The paper entitled 'Australian Accounting Standards Board' is a perfect example of a financial and accounting case study. Australian Accounting Standards Board 140 is the Australian Board which is set to regulate the investment property. This was amended from the International Accounting Standards Board. These standards were made under the Australian corporations’ act 2001. It also contains the AASB amendments up to 2010. The main objective of the Australian Accounting Standards Board is to identify how the investment property should be treated in the accounting situation. AASB will be applied upon recognition, a measure of the investment property, and also will be applied when there is the disclosure of the property invested.
It is applied in the financial statements of the lessee of the property. AASB 140 excludes all matters which are discussed in the AASB 117 including; the types of finance leases, how income from the investment property is identified, and the transactions of selling and leasing back property. AASB 140 is not applicable in Agricultural related assets and minerals such as oils and gases (Australian Bureau of Statistics 2006).
The most common terms which are used in this Standard are; carrying amount- this refers to the recognition of the amount at which a property is valued. Cash is the amount of the monetary value paid for an asset. Fair value refers to monetary payment which the two parties agree to transact business. Finally, there is a property that refers to the investment and can be either a building or land. The purpose of the Australian Accounting Standards Board is to enhance the provision of the standards that guide the accountants in their financial obligations.
It also provides useful information to be used by managers of Companies when making decisions about investments. After separating the assets into individual and Company assets the accountants will be able to adjust their financial statements. Arguments and principals of AASBThey argue that any property under the lessee can be recognized and held responsible as the investment (Matolecsy & Wyatt 2006). This is only possible when the property can be defined as the property for investment and fair value is charged by the lessee. The assets by asset basis make this classification possible.

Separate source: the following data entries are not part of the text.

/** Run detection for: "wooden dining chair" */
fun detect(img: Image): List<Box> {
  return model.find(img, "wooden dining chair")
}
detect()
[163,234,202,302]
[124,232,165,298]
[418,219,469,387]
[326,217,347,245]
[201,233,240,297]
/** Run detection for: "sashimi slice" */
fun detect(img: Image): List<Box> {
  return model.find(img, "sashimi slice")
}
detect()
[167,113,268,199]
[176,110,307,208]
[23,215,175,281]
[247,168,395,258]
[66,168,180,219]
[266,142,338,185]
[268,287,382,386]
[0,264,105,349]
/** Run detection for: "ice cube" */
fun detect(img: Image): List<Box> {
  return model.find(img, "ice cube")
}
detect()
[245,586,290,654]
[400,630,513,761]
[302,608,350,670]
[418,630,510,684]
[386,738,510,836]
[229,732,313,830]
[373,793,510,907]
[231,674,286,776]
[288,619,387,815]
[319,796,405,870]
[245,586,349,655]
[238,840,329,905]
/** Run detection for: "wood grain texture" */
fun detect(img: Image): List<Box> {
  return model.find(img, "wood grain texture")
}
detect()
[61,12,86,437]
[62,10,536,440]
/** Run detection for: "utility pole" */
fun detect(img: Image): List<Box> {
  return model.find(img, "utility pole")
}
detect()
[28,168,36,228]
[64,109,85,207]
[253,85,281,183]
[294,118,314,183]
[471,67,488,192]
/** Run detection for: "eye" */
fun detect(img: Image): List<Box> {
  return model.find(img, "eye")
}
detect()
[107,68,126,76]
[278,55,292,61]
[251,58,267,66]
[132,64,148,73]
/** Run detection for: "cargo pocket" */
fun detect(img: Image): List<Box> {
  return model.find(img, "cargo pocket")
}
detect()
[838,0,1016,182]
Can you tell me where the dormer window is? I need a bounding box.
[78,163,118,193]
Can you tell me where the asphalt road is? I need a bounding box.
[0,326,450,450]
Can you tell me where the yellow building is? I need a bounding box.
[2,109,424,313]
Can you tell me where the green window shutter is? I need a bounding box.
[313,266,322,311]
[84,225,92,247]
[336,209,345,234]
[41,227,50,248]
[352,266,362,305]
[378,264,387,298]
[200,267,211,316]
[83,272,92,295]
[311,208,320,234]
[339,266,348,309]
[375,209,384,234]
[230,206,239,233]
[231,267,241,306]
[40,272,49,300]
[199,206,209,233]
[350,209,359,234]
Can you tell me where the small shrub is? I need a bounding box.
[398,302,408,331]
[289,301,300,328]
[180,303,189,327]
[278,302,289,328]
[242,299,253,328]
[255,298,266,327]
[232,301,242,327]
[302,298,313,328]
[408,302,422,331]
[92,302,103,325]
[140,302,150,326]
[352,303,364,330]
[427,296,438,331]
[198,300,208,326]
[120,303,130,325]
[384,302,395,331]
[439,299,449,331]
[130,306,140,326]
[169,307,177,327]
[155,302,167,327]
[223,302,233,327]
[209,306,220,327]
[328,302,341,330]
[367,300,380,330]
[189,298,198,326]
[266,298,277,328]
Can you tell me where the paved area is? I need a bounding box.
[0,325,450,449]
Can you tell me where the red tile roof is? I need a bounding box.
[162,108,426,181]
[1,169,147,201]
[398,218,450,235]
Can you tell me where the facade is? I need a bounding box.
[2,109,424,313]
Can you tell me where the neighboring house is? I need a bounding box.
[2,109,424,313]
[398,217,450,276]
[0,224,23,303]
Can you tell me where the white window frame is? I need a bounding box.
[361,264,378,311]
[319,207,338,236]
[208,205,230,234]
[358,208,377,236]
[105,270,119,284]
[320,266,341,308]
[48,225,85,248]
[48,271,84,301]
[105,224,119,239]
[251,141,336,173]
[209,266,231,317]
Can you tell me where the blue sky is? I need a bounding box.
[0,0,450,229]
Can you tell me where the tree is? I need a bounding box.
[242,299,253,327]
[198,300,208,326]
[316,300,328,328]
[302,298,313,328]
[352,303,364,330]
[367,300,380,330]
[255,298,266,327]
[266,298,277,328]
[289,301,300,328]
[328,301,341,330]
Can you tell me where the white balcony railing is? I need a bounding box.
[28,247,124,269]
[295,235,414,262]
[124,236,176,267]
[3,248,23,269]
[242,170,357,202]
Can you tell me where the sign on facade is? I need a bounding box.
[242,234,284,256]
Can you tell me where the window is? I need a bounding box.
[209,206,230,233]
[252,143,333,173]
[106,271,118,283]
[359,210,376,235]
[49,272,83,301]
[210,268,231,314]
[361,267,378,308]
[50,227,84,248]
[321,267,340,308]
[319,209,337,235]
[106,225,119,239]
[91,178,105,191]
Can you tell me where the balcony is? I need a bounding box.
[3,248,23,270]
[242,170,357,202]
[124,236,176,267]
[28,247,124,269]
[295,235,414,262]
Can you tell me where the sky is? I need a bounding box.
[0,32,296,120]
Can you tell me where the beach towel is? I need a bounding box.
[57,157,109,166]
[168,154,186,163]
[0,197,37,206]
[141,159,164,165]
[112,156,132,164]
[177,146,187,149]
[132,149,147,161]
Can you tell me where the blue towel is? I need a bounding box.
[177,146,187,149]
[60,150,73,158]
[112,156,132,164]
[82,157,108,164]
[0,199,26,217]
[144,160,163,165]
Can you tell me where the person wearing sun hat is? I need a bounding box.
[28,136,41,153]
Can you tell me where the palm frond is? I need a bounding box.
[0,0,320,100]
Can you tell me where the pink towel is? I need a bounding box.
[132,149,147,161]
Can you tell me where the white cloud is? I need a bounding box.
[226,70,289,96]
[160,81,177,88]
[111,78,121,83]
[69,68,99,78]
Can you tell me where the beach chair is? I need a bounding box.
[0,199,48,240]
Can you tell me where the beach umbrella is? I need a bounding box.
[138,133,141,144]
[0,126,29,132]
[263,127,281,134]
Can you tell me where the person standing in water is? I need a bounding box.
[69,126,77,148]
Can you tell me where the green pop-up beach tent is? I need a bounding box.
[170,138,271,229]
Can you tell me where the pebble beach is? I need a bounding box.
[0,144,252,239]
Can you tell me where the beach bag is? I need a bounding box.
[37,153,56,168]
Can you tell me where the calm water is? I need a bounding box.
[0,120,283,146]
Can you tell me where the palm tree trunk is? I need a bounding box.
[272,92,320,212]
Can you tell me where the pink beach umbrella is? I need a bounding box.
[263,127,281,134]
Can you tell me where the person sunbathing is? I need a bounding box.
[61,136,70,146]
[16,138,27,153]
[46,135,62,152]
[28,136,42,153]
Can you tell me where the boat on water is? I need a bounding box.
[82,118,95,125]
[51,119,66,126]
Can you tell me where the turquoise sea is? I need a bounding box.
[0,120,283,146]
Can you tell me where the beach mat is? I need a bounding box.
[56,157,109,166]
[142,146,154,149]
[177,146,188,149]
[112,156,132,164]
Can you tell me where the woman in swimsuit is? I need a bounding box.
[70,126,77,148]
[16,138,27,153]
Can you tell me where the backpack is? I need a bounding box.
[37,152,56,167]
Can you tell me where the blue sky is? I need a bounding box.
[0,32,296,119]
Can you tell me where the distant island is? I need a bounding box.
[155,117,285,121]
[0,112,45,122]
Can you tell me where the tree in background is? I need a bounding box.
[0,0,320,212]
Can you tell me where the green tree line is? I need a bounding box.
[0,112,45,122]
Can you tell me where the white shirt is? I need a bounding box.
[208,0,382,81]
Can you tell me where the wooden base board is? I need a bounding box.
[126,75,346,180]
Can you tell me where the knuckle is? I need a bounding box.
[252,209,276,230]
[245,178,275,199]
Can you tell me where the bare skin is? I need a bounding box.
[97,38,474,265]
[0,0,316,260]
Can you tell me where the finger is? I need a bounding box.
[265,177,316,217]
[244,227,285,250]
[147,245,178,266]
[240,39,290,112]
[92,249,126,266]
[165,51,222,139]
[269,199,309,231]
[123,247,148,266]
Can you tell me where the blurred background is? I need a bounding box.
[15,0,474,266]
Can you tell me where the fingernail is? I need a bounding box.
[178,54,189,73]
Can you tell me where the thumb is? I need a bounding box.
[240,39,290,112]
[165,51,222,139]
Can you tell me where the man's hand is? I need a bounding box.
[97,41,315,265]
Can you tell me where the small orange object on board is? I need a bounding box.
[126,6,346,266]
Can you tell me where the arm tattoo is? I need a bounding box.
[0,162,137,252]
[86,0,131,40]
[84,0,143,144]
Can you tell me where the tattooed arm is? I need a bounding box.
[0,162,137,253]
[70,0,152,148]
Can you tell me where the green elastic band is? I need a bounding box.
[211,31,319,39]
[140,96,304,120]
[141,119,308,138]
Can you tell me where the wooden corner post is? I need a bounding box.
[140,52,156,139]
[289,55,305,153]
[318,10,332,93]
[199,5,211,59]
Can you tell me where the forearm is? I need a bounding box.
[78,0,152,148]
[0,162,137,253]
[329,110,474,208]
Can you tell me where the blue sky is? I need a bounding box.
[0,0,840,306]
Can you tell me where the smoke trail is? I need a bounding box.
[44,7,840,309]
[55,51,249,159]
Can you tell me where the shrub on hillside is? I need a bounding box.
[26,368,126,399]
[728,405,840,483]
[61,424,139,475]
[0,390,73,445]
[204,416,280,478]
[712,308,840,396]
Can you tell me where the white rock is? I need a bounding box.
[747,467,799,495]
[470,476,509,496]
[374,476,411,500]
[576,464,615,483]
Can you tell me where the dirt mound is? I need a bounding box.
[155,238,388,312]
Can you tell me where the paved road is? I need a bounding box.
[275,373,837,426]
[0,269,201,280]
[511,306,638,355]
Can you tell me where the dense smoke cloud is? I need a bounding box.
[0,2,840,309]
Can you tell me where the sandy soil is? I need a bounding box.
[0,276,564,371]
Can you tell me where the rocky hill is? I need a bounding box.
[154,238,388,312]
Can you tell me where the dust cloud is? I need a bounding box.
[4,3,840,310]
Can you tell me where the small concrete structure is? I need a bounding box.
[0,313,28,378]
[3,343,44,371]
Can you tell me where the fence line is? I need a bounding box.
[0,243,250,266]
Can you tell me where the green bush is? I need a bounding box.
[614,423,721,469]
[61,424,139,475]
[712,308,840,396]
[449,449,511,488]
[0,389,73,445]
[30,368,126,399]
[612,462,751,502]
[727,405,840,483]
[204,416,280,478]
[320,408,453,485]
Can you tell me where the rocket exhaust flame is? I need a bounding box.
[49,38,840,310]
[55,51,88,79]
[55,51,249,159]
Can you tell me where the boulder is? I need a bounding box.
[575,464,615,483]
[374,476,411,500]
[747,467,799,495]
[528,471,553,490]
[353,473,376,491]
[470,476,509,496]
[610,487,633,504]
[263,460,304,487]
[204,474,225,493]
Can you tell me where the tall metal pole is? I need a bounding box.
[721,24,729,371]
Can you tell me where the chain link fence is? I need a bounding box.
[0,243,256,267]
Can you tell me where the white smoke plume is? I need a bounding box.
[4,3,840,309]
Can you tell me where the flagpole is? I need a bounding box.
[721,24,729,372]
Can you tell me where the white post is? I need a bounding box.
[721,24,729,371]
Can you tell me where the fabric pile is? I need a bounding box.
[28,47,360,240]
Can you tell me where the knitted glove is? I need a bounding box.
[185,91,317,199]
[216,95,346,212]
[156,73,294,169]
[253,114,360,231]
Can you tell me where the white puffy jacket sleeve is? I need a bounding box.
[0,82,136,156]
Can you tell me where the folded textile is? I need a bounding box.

All the investment which is recognized as the property for investment will only apply fair value for its accounting. Any property that is held will earn profits or an appreciation (Chalmers & Godfrey 2006). Sometimes the investment property can earn both profits and appreciation of the capital. In this regard, the cash flows which are earned by the property investment are independent of other property. This aspect separates the property that is owned by the individual and the property investment. Examples of property investment include land which is used for long terms business, land that is held now whose future has not been recognized, a building that is held an organization, building which is not occupied but held for later lease and finally any property which is being maintained for the future investment (Chalmers & Godfrey 2006). On the other hand, the property which is not under AASB 140 includes the property which the owner intends to sale under the normal business operations, an investment which is being held and maintained by a third party as recognized in the law of contracts, the property of the owner like the land held by the owner for future use, an investment held by the owner for future improvement and any property of the owner which is due for disposal and finally we have the property which has been leased to another organization in the account of finance lease (Chalmers & Godfrey 2006).